The next listen and learning circle will take place on WEDNESDAY 16th November at 19:00 GMT. The cost is £40 per place and partners, friends and family members can join without extra charge.

What is Parentification?

Boundary dissolution occurs when there is a break down of generational roles which leads to a merging of psychological separateness between individuals in a family. These boundary dissolutions include enmeshment, spouseification, intrusiveness and the reversal of role between parent and child which is known as parentification. (Kerig, 2005).

In the case of parentification, the parent turns to the child for nurturance or support and overburdens a child with the responsibility of protecting and sustaining parents, siblings, and the family system (Jurkovic, 2007). There are two types of caregiving that may be expected of children: instrumental caregivingwhich requires children to assume responsibility for concrete functions in support of the family, and emotional role requires the child to assume responsibility for a caregiver’s socioemotional needs. (Jurkovic, Jesse & Goglia, 1991).

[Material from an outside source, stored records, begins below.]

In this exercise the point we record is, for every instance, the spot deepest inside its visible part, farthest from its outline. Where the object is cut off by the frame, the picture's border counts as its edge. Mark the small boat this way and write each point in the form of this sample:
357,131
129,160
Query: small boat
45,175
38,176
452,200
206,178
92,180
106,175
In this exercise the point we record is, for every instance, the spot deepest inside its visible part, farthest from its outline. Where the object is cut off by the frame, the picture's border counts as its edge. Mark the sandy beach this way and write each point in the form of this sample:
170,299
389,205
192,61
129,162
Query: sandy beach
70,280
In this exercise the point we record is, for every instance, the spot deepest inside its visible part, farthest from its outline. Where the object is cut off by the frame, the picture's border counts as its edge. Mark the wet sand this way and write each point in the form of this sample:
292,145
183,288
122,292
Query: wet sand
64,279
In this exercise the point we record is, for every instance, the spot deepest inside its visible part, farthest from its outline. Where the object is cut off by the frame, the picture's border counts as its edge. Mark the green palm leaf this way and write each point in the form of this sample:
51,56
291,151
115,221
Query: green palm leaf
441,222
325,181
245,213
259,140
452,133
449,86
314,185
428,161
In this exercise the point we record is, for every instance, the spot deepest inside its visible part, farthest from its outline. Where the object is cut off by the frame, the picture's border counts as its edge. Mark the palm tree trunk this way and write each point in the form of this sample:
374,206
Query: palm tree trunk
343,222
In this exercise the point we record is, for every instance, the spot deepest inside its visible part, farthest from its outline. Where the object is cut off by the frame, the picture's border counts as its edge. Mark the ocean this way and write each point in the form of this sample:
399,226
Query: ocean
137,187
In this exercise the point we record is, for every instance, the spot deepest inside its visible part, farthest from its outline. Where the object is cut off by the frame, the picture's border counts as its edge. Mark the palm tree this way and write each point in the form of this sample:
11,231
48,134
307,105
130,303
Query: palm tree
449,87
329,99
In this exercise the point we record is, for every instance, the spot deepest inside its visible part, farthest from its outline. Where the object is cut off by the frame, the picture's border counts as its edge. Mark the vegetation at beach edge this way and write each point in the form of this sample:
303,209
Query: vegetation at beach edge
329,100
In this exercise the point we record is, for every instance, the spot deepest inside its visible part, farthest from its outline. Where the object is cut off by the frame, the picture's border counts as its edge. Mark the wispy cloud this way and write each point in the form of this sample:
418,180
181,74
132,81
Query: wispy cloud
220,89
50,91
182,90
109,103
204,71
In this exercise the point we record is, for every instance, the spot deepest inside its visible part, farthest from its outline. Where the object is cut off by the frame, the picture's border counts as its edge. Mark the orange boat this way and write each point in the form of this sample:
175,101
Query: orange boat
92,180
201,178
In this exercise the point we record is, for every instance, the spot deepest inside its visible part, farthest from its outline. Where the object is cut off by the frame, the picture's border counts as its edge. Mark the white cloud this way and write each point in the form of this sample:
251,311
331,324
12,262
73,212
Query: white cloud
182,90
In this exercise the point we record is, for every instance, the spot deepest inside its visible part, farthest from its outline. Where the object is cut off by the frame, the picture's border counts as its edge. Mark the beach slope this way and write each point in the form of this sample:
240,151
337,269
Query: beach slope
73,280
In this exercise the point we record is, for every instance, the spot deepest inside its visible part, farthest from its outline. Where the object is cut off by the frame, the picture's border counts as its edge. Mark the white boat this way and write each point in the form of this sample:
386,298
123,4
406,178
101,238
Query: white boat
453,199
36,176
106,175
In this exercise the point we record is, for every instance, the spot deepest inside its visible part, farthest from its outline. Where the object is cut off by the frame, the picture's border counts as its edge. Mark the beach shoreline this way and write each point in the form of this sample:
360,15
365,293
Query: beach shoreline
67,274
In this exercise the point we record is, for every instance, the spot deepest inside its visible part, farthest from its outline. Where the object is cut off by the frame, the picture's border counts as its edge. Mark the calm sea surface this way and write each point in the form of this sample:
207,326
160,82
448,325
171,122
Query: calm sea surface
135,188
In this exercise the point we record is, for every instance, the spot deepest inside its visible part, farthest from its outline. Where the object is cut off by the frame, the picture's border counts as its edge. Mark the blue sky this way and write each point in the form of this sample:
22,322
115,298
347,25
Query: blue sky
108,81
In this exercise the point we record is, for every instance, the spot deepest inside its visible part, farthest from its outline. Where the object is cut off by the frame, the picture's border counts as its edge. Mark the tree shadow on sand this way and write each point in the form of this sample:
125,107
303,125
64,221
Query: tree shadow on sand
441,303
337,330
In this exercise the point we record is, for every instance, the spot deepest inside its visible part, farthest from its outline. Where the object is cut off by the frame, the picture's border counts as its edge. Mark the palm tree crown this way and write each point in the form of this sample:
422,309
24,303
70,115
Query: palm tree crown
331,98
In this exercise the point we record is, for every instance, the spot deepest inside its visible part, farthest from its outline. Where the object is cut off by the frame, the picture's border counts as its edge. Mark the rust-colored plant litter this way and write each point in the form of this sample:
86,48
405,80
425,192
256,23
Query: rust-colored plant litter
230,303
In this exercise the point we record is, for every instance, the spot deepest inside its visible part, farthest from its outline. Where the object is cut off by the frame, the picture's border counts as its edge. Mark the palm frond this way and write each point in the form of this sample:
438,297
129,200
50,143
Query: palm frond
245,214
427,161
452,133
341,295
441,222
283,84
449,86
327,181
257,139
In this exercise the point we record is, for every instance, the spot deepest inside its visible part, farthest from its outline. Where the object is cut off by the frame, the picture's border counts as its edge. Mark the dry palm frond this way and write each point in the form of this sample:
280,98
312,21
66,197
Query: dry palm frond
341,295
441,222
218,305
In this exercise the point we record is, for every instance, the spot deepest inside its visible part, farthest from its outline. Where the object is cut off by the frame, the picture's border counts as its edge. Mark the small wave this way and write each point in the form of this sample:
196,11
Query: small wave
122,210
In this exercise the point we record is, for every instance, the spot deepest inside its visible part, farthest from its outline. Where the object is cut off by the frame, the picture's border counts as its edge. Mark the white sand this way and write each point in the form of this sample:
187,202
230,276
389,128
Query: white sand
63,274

Parentification in Divorce and Separation

One cause of children’s alignment and rejection behaviour in divorce and separation is parentification, in which a parent relies pon a child or overshares their feelings with a child about their experience of the divorce or separation. The impact on a child of this behaviour, which is called enmeshment, is that they are drawn into a dynamic in which they must first regulate a parent before they can have their own emotional and psychological needs met.

The impact on children of living with parentification is serious and long lasting, helping them requires a depth knowledge of how this insidious form of emotional and psycholological trauma affects their behavioural presentation alongside strategies for helping children to learn how to live in a healthy hierchary in which their psychological and emotional needs are met by the adults around them.

Parentification is one of the key problems facing children who are manipulated in divorce and separation, it is a covert manipulation which can be difficult to spot, precisely because, as Dr Steve Miller always pointed out, it looks like a close and loving relationship.

There is no need to be helpless in the face of the parentified child however and, because the relational networks in the brain are constantly open to change, learning how to help the parentified child is a powerful tool to have at the ready for any parent who has been forced into the rejected position.

This circle will focus upon understanding how parentified children behave and how to operationalise strategies to help them.